The Guiding Principles do not say, but they expect content recommendation systems to “respect freedom of expression in a way that allows for safe and diverse content.” In other words, safety and diversity, as defined by governments or the platforms, are to constrain freedom of expression.

The Guiding Principles are a kind of Broadcasting Act for the Internet, or a set of objectives that the platforms are expected to implement  By this I mean that the system it envisages is systemic, organized, comprehensive, global (as far as Canadians will see) and subject to government regulation, and that in Annex A to this document, the signatories are expected to develop by December 2022 at the latest “concrete actions they will take to complement the guiding principles.  These specific commitments will remain evergreen and continue to evolve”.

The great advantages for the government, in its efforts to regulate the Internet, are that the Principles utterly bypass legislation, need no Parliamentary approval, require the cooperation of the platforms but not of society, and subject large areas of private tastes to algorithmic manipulation.

The Guiding Principles are creepily totalitarian, and yet one imagines the authors of this document think of themselves as being great public benefactors.
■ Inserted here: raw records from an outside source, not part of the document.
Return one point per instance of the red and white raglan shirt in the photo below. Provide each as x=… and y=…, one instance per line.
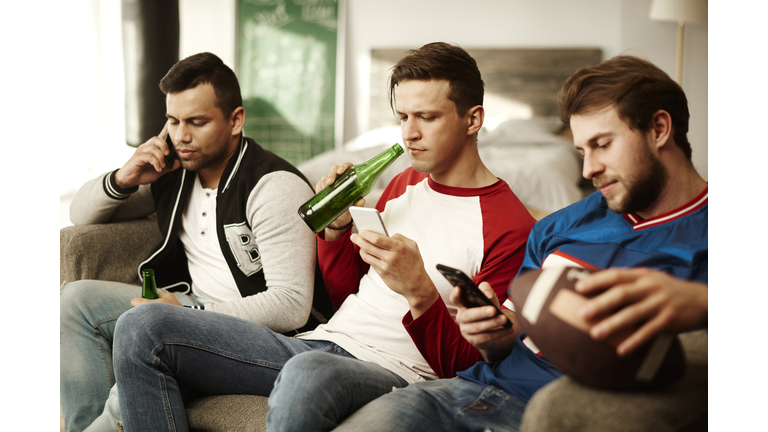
x=589, y=235
x=481, y=231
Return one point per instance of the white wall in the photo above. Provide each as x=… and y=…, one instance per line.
x=613, y=26
x=208, y=25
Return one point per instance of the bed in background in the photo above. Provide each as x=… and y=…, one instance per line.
x=522, y=140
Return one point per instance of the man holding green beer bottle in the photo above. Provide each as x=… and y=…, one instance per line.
x=448, y=208
x=233, y=242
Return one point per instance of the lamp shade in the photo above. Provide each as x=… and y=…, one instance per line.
x=689, y=11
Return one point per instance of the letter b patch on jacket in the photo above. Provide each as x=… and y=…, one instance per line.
x=244, y=248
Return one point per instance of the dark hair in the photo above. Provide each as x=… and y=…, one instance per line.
x=636, y=87
x=441, y=61
x=205, y=68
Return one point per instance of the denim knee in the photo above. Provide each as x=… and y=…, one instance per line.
x=74, y=296
x=133, y=324
x=311, y=368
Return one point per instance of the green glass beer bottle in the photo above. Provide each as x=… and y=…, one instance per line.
x=148, y=287
x=348, y=188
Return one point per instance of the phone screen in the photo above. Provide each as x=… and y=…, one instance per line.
x=470, y=293
x=368, y=219
x=172, y=155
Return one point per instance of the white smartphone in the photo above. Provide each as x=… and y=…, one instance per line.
x=369, y=219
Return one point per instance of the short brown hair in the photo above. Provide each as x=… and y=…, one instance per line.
x=636, y=87
x=441, y=61
x=205, y=68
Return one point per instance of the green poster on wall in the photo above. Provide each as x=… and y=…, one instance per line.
x=286, y=64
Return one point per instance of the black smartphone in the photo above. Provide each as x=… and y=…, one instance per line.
x=172, y=155
x=470, y=293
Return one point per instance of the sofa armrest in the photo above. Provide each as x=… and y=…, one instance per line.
x=110, y=251
x=565, y=405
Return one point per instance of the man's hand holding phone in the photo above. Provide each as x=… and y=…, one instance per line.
x=150, y=161
x=483, y=326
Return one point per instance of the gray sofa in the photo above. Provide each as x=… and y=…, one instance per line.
x=563, y=405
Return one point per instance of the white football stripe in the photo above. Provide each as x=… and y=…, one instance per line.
x=539, y=293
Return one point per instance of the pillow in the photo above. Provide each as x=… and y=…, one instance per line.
x=516, y=131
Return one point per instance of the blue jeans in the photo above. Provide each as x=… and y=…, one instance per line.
x=442, y=405
x=165, y=356
x=88, y=312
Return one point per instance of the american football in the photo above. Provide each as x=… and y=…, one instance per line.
x=548, y=309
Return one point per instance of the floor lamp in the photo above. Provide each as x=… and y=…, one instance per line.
x=680, y=11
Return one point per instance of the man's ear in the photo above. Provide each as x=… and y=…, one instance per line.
x=475, y=117
x=661, y=125
x=237, y=120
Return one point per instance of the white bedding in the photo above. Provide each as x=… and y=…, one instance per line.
x=541, y=168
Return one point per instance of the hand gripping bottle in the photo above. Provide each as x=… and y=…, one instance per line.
x=148, y=287
x=348, y=188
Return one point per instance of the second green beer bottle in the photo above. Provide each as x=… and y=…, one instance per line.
x=348, y=188
x=148, y=287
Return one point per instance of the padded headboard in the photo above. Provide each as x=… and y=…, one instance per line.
x=528, y=78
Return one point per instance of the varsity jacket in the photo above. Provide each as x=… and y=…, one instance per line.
x=257, y=227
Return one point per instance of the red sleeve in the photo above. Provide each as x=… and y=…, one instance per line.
x=506, y=226
x=439, y=340
x=341, y=266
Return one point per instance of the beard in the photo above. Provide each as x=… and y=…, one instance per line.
x=206, y=160
x=643, y=188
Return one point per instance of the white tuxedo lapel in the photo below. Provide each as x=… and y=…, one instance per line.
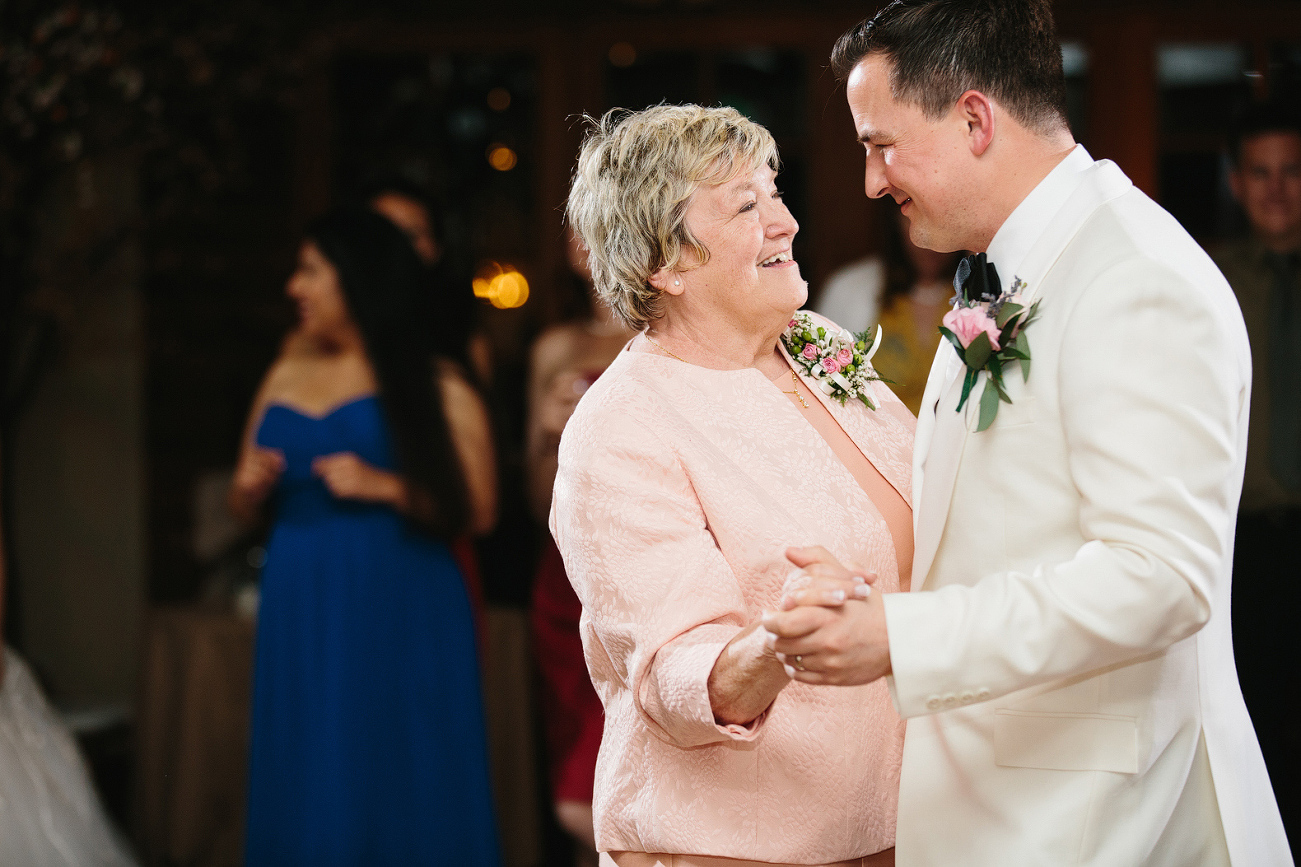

In order to explain what I mean, I ask you, as a thought experiment, to replace the content of the particular goals to be achieved by the guiding principles. Look at the whole thing, and ask yourself what the document, conceived as a whole, says. It says in short, that speech carried across the Internet is to serve particular purposes. All speech, everywhere, that is carried on the Internet.

Agreement or disagreement with the guiding principles as they are stated is less important than the whole purpose of the document. Take out the language about diversity, equity and inclusion (the new modern woke credo) and replace it, in this thought experiment, with any other set of goals to be achieved. These goals could be anything: the divinity of Christ, the supremacy of the Aryan race, the sanctity of the Roman Church, the triumph of scientific socialism, the grandeur of the Aztec Sky God Huitchilopotchtli, the preservation of the British Empire, or the values of the Enlightenment. So let [x] stand for the content of the Guiding Principles. Forget whether you agree with them or not. Just think of the Guiding Principles as a block of ideas that can be lifted out and replaced with some other set of desiderata. In effect, by calling the Principles an evergreen document, Heritage Canada virtually guarantees that they will be revised in time.
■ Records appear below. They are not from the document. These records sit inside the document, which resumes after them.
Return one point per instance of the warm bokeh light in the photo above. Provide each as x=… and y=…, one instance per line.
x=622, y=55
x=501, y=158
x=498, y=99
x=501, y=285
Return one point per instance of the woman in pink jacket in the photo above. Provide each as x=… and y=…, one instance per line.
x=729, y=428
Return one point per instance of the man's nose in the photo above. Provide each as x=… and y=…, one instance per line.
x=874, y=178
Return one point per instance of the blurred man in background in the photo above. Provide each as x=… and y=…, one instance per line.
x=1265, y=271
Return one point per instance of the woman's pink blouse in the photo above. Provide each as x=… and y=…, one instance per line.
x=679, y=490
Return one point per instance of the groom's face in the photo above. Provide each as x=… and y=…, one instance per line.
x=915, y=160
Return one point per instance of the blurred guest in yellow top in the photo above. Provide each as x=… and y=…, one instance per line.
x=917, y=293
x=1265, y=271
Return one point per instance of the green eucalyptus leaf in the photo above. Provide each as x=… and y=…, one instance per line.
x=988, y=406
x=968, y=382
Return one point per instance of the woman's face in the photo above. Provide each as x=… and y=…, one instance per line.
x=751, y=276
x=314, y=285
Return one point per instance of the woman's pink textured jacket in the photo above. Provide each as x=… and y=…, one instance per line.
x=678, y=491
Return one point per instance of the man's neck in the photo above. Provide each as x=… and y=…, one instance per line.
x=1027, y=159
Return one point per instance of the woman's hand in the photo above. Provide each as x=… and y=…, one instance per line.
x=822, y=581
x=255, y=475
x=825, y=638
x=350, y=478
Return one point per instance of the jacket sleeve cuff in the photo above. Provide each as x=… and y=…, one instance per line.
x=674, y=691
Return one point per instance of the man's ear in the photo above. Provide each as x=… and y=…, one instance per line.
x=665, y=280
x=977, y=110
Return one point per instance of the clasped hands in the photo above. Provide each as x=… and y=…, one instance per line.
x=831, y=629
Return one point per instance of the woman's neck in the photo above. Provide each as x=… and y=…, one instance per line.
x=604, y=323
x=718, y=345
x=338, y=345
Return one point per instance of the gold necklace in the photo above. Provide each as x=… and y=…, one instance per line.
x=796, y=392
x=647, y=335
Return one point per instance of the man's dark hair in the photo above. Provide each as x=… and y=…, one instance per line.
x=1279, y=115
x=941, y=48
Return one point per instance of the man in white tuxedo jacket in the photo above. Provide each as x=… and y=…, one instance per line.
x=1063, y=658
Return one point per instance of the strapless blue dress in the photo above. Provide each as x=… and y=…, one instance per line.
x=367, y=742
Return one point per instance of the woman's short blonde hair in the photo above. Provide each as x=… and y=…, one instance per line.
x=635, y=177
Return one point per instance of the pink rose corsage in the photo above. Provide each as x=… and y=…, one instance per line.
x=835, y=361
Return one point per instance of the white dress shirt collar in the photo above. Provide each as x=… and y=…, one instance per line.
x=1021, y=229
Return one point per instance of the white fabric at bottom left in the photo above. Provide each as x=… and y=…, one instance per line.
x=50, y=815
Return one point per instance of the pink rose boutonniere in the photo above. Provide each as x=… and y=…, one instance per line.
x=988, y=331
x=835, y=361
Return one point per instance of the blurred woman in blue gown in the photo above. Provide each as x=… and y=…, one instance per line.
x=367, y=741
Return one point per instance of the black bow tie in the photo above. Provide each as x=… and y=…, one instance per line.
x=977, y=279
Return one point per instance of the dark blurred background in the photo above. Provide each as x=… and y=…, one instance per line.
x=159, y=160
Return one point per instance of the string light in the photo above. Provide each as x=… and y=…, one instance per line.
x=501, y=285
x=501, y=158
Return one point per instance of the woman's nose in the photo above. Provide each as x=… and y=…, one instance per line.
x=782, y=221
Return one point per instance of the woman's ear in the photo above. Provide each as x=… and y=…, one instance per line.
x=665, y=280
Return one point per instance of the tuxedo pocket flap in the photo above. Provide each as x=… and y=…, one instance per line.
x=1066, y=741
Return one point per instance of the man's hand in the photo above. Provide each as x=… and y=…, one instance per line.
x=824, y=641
Then perhaps it becomes clearer that my point is not the DEI principles, though they are creepy enough. It is the idea that everything on-line should be aimed at any guiding principle at all.
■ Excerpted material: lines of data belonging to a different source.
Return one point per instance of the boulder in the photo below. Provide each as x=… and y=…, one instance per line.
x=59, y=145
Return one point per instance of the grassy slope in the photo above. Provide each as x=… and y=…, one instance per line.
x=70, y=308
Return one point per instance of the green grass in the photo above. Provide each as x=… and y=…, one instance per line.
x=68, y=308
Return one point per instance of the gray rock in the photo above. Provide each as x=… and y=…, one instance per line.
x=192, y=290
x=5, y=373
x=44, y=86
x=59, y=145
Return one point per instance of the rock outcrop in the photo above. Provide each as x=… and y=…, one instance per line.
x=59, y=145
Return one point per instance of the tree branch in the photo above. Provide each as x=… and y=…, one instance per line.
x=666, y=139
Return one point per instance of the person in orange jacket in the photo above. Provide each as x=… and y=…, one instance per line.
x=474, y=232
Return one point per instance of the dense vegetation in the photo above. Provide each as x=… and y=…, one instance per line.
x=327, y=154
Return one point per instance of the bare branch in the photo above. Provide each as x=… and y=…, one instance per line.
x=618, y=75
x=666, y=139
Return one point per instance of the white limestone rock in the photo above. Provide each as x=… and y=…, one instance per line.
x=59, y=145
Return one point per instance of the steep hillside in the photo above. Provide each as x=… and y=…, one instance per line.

Would you think it normal that the publishing industry in Canada be enjoined to publish books that exclusively promote a certain political agenda?

Would you think it right that speech across various telephone and voice applications be organized to conduce to the achievement of diversity, equity and inclusion?

To make the point even clearer, I recall the story of a Canadian diplomat who served in the Soviet Union, as it then was, in the Brezhnev era. I asked whether there was freedom of speech in the Soviet Union. He said ‘yes there was, absolute freedom of speech’. I was startled.

-What do you mean absolute freedom of speech?!!

– If you are out on the ice fishing in winter, and in your shelter, and out of range of prying microphones, and talking with people whom you have known all your life or from high school, and you have developed trust over decades, you can talk about anything. And they do. They talk about stuff no one talks about here, like whether Hitler was right to invade Stalin’s USSR, or whether Communism is a pile of crap, or whether the USA is actually imperialist. There is complete freedom of discussion. You just have to be careful with whom and where you share your ideas.

People need to look at the Guiding Principles from this perspective. Canada will have complete freedom of speech. Just not the kind we have been used to. Thank you, Peter Grant.